C’est un chiffre qui peut tous nous interroger : en Belgique, seul un professionnel de la santé et du social sur deux se projette dans l’exercice de son métier jusqu’à la retraite. C’est peut-être pire en France. Une enquête nationale Be.well.pro, pilotée entre janvier et mars 2025 nous donne à voir un instantané d’une profession en tension. Sous la surface d’un attachement sincère au travail et d’un solide sentiment d’appartenance se cache une fatigue profonde, une crise de reconnaissance et, surtout, une difficulté grandissante à tenir dans la durée. Cela ne vous rappelle rien ?

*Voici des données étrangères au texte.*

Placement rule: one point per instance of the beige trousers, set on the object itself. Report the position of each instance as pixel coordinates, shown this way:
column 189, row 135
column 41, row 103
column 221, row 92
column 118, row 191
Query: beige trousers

Cette photographie collective ne se limite pas aux seuls chiffres ; elle raconte aussi la fierté, la solidarité entre pairs, le goût pour l’accompagnement et j’en passe. Ce sont autant de qualités qui, paradoxalement, coexistent avec un taux alarmant d’épuisement et de découragement. En Belgique, près de 35.000 personnes, issues de 41 métiers différents, ont témoigné : des hôpitaux aux services sociaux des régions, de la première ligne aux structures d’aide sociale, c’est tout un paysage professionnel qui s’est exprimé. Cette parole met à nu l’ambivalence du quotidien : l’appétence pour le collectif y côtoie la difficulté de surmonter la charge de travail, le stress, mais aussi le manque d’estime institutionnel.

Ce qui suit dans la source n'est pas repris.